Come i più sapranno, dieci giorni fa è stato rinnovato il contratto del settore metalmeccanico industria. L’accordo ha avuto l’attenzione che meritava, sia nel suo ambito che da parte di giornali e televisioni. Parliamo, del resto, del settore più importante della nostra industria. Il sistema delle relazioni industriali pare tuttavia spiazzato da questo rinnovo, forse perché erano in molti a pensare – e forse a sperare – che Landini e la Fiom non firmassero.
La sorpresa nasce anche per via delle soluzioni che tale accordo presenta e che tanto piacciono sul versante dell’impresa ma molto meno in ambito sindacale. Ci riferiamo in particolare alle novità apportate al recupero dell’inflazione e della sua erogazione a consuntivo, cioè non più prevista (e quindi pagata ex ante) ma reale (pagata ex post). I meccanici hanno scelto una modalità, quella ex post, compensata anche dal sostegno al salario in termini previdenza, sanità, formazione e welfare aziendale.
Per quanto i meccanici, come i chimici e come altri del resto, siano liberi di meglio regolarsi, nell’ambiente confederale – sindacale in particolare – si valuta che questa soluzione non sia ottimale. Vedremo come si accorderanno le Confederazioni, ma è quantomeno curioso che ci sia chi dice che ciò non va bene, quando i meccanici – come del resto chimici e alimentaristi – sono andati a risolvere in modo unitario un problema che a lungo ha tenuto in stallo i rinnovi contrattuali e al quale le Confederazioni non sono state capaci di dare risposte.
Come già scritto su queste pagine, si tratta di una storia che ha avuto inizio nel 2009, quando – in piena crisi economica – Confindustria, allora presieduta da Emma Marcegaglia, si dichiarava disponibile a ridiscutere di rinnovo dei contratti alla sola condizione che venissero riprese e ben definite le funzioni dei due livelli contrattuali e che si dessero certezze alle imprese circa la dinamica inflattiva, molto temuta perché si pensava che il prezzo del barile potesse schizzare alle stelle. Da qui l’accordo generale (2009) con il deciso rinvio alla contrattazione di secondo livello e l’introduzione dell’Ipca, che legava in modo forte il salario all’inflazione. L’intesa fu firmata da Confindustria e dalle sole Cisl e Uil, non dalla Cgil. Si trattava del primo accordo interconfederale separato.

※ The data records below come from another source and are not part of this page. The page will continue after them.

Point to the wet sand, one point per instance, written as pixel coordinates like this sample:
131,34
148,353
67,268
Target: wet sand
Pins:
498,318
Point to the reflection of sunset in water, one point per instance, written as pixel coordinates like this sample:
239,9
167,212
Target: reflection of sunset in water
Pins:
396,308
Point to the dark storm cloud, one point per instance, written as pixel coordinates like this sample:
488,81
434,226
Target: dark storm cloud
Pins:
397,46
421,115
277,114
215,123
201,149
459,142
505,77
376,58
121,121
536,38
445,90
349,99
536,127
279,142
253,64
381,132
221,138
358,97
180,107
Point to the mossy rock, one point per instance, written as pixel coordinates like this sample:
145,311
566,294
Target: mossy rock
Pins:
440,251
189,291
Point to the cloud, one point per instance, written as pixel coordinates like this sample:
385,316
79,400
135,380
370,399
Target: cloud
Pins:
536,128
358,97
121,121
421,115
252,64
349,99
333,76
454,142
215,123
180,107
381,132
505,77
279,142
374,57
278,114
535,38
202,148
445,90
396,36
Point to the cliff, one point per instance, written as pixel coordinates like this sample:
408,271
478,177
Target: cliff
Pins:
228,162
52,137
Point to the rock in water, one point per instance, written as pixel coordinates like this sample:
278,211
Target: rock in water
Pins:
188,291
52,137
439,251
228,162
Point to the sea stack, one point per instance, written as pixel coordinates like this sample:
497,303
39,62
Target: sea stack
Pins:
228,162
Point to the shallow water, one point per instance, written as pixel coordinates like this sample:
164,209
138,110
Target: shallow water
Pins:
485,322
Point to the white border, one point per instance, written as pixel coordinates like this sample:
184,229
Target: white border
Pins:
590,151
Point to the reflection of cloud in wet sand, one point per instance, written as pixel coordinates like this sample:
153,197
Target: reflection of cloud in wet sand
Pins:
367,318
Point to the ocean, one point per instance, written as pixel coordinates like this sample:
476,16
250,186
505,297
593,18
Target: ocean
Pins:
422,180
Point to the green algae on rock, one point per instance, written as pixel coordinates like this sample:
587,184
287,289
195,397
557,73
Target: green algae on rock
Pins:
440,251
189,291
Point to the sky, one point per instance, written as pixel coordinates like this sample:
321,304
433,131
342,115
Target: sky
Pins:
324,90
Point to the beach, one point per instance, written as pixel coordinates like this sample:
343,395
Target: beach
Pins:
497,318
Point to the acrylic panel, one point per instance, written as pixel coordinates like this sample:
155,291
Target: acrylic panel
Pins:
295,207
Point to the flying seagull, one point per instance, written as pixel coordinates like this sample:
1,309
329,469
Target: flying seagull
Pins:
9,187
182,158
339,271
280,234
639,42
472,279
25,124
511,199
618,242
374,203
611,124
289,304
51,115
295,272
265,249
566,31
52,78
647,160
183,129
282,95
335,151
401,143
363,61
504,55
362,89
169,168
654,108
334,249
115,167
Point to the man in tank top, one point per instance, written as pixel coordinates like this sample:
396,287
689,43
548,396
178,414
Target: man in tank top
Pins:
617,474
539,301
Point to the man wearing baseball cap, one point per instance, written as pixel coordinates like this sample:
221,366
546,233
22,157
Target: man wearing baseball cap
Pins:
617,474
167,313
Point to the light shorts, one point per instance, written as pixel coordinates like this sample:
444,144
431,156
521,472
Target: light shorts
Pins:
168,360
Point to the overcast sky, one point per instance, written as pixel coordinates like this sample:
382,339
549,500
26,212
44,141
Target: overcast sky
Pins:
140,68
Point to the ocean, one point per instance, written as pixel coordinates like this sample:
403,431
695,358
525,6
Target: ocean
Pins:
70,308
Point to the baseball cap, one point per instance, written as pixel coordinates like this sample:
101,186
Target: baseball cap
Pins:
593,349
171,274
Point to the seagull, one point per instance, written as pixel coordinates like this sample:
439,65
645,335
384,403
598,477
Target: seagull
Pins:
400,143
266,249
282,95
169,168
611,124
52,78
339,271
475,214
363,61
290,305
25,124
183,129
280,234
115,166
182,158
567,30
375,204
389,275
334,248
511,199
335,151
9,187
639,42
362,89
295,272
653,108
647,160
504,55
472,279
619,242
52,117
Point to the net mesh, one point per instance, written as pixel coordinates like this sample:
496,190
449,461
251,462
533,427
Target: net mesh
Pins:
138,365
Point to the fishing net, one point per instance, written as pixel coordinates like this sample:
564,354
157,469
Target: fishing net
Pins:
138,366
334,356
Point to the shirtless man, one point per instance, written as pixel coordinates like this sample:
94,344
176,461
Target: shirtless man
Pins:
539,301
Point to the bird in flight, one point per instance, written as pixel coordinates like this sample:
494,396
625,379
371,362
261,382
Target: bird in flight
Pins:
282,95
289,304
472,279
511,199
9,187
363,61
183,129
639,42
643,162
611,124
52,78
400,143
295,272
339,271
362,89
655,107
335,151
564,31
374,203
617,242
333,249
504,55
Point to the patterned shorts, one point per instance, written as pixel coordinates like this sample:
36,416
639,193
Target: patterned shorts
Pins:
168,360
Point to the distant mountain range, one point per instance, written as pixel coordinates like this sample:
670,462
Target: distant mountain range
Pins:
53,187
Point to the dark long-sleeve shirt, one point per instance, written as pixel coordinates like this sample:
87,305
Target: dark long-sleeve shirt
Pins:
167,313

Siamo ai nostri giorni, in cui – dopo l’inimmaginabile comportamento della dinamica inflattiva impazzita (nel 2014 arriva la deflazione) – i lavoratori dovrebbero restituire soldi alle imprese. Ma sul piano interconfederale, Giorgio Squinzi – Presidente di Confindustria fino a questa primavera – non è riuscito a trovare un accordo con Cgil, Cisl e Uil. Si è deciso così, soprattutto per volontà di Cgil e Uil, di lasciare spazio ai rinnovi di settore. E Vincenzo Boccia, che è succeduto a Squinzi, ha capito subito che non c’era possibilità di arrivare a un’intesa con i sindacati.
Nel 2009 la situazione era pressoché la stessa: la Cgil non voleva fare l’accordo, voleva i contratti di settore; ma Cisl e Uil non lasciarono spazio alla Cgil, si optò quindi per l’accordo generale che poi la Cgil non firmò, ma che fu, per quanto separato, preziosissimo per i rinnovi di settore. Si rinnovarono infatti tutti i contratti al di fuori del solo metalmeccanico industria.
Ora, con l’accordo generale scaduto dal 2013, le categorie si stanno trovando con i primi rinnovi a dare soluzioni da sole ai problemi irrisolti, tra cui l’inflazione. La modalità unitaria con cui ciò è avvenuto nel settore metalmeccanico è encomiabile: considerato il momento di forte crisi economica, la capacità di mediazione dimostrata è di esempio anche per la politica. Vedremo ora quale accordo le Confederazioni saranno in grado di raggiungere.